Understanding the Difference between a Correction and a Bear Market
In the summer of 2006, precious metals, energy, and other commodities experienced a correction, or a temporary pull-back in their prices. Gee, why say correction? It sure as heck doesn’t feel correct (it feels pretty incorrect, actually). A correction is a temporary, normal, and healthy part of a bull market. Sure, it might make you flinch when you see your investment go down 10 percent or 20 percent. It’s not unusual to see precious metals corrections go down an unsettling 30 percent. What are you going to do?
First, understand the difference between a correction and a bear market. It’s like the difference between fainting and dropping dead. In a healthy, long-term bull market, frequent corrections are part of the process. Prices drop temporarily for various reasons, such as profit taking and similar events that are not evidence of a fundamental change in the prospects of that asset or industry.
Take gold for example. If you saw a chart spanning 2000–2007, you’d see a beautiful sight: a gorgeous zig zag sloping upward through that seven-and-a-half-year time frame. It went from under $300 (technically, the bottom was in 2001 at $252), and it went over $670 in early August 2007. But during that time it had some scary, financially bruising periods. That chart would show you no less than seven corrections of 10 percent to 30 percent. Ouch! However, that’s part of the world of investing. Bull markets and corrections go together like Jekyll and Hyde (sort of).

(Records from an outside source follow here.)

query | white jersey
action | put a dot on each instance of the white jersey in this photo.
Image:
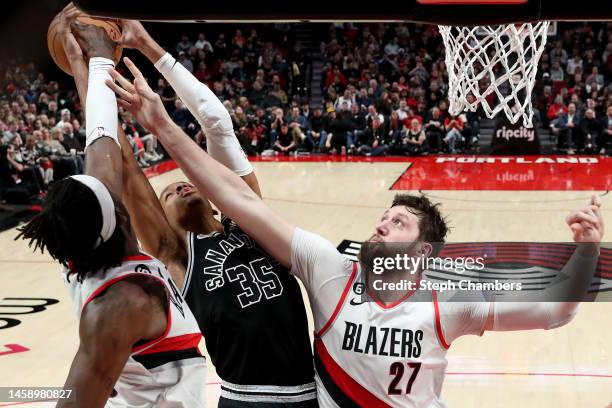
(166, 372)
(372, 355)
(369, 354)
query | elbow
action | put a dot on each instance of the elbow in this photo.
(561, 314)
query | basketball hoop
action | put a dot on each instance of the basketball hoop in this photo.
(497, 65)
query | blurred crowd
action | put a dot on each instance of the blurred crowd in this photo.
(383, 93)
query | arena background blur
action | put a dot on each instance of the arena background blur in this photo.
(348, 184)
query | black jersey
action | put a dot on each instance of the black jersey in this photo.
(250, 311)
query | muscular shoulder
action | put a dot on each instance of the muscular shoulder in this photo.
(133, 309)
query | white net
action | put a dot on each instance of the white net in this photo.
(494, 67)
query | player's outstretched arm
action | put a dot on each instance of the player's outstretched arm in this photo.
(228, 191)
(110, 326)
(103, 156)
(587, 227)
(216, 122)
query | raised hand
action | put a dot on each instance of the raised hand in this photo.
(133, 34)
(138, 98)
(66, 18)
(587, 223)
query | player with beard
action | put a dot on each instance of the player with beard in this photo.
(138, 338)
(387, 352)
(249, 308)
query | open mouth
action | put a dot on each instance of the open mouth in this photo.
(187, 191)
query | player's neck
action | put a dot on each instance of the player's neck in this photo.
(206, 225)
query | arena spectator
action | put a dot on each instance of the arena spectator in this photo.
(434, 130)
(415, 141)
(285, 142)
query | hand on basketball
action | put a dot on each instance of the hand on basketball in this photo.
(587, 223)
(138, 98)
(66, 18)
(133, 34)
(94, 41)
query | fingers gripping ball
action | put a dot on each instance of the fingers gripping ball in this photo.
(56, 47)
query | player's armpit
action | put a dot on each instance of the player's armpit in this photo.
(110, 326)
(511, 316)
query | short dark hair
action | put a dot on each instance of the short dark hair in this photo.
(432, 226)
(69, 226)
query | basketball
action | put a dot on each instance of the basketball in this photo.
(56, 48)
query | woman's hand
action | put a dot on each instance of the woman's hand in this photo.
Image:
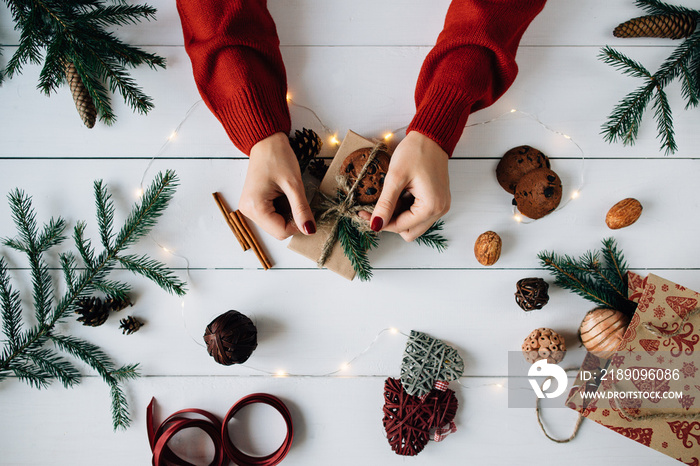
(273, 172)
(418, 172)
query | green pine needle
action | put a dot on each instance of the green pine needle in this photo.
(80, 32)
(24, 353)
(432, 238)
(356, 244)
(604, 283)
(683, 64)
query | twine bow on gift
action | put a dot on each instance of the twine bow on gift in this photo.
(336, 208)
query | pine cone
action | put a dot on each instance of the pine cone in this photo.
(672, 26)
(306, 145)
(81, 97)
(130, 325)
(93, 311)
(318, 168)
(116, 304)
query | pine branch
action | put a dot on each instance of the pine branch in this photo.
(432, 238)
(115, 289)
(605, 285)
(146, 213)
(105, 214)
(93, 356)
(154, 270)
(623, 123)
(11, 306)
(690, 87)
(664, 119)
(356, 244)
(573, 280)
(616, 264)
(623, 63)
(655, 7)
(118, 15)
(79, 31)
(55, 367)
(24, 355)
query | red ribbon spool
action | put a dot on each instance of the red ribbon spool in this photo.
(224, 449)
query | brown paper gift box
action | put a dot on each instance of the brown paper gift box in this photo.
(673, 428)
(311, 246)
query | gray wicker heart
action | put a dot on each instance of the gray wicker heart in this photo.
(427, 360)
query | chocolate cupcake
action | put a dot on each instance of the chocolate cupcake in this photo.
(370, 187)
(538, 193)
(516, 163)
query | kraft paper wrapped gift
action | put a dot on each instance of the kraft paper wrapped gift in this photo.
(662, 338)
(312, 245)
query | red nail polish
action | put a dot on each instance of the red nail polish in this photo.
(310, 228)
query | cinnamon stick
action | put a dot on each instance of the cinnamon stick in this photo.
(240, 221)
(225, 212)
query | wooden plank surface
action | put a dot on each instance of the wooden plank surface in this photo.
(312, 322)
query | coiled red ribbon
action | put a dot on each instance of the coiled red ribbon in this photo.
(225, 450)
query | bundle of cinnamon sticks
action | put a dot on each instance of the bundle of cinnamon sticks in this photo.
(241, 230)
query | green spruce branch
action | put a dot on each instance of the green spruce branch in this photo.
(26, 353)
(622, 125)
(356, 244)
(603, 282)
(78, 32)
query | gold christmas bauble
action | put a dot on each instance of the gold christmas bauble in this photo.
(544, 343)
(602, 330)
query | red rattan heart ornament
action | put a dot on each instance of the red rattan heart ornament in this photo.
(408, 420)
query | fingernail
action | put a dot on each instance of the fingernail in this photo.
(310, 228)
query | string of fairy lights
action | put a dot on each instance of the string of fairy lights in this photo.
(331, 137)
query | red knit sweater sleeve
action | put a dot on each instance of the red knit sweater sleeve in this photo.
(237, 65)
(471, 65)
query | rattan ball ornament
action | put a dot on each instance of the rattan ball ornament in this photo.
(544, 343)
(231, 338)
(602, 330)
(531, 293)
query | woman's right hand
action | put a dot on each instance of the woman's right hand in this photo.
(273, 172)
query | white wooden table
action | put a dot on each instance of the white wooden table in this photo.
(355, 64)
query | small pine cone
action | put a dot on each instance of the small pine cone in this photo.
(93, 311)
(318, 168)
(672, 26)
(116, 304)
(306, 145)
(81, 97)
(544, 343)
(531, 293)
(130, 325)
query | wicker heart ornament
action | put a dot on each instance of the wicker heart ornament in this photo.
(410, 421)
(427, 360)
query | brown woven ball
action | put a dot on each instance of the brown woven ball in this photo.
(544, 343)
(531, 293)
(231, 338)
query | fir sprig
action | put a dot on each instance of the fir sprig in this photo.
(26, 354)
(77, 32)
(684, 64)
(357, 242)
(433, 238)
(602, 282)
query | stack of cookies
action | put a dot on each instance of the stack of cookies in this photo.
(526, 173)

How do you know the difference between a correction and a bear market? In a word: fundamentals. What are the fundamentals? This is a general reference to things that affect the price of an investment, such as supply and demand, economic trends, and other factors. Over the span of this decade, investment and industrial demand for gold rose significantly while supply (mined from the earth) did not. As China and India became economic powerhouses, their appetite for gold also grew. The bottom line is that gold’s market looks strong for years to come.
A good example of a bear market (when an asset or industry has a very long period of dropping prices) is what happened to Japan’s real estate market during the 1990s. Real estate values hit an all-time high in early 1991. However, the very expensive prices diminished demand. More houses put on the market increased supply. What followed was 12 consecutive years of falling prices. In late 1991, Japan’s housing market didn’t faint; it dropped dead.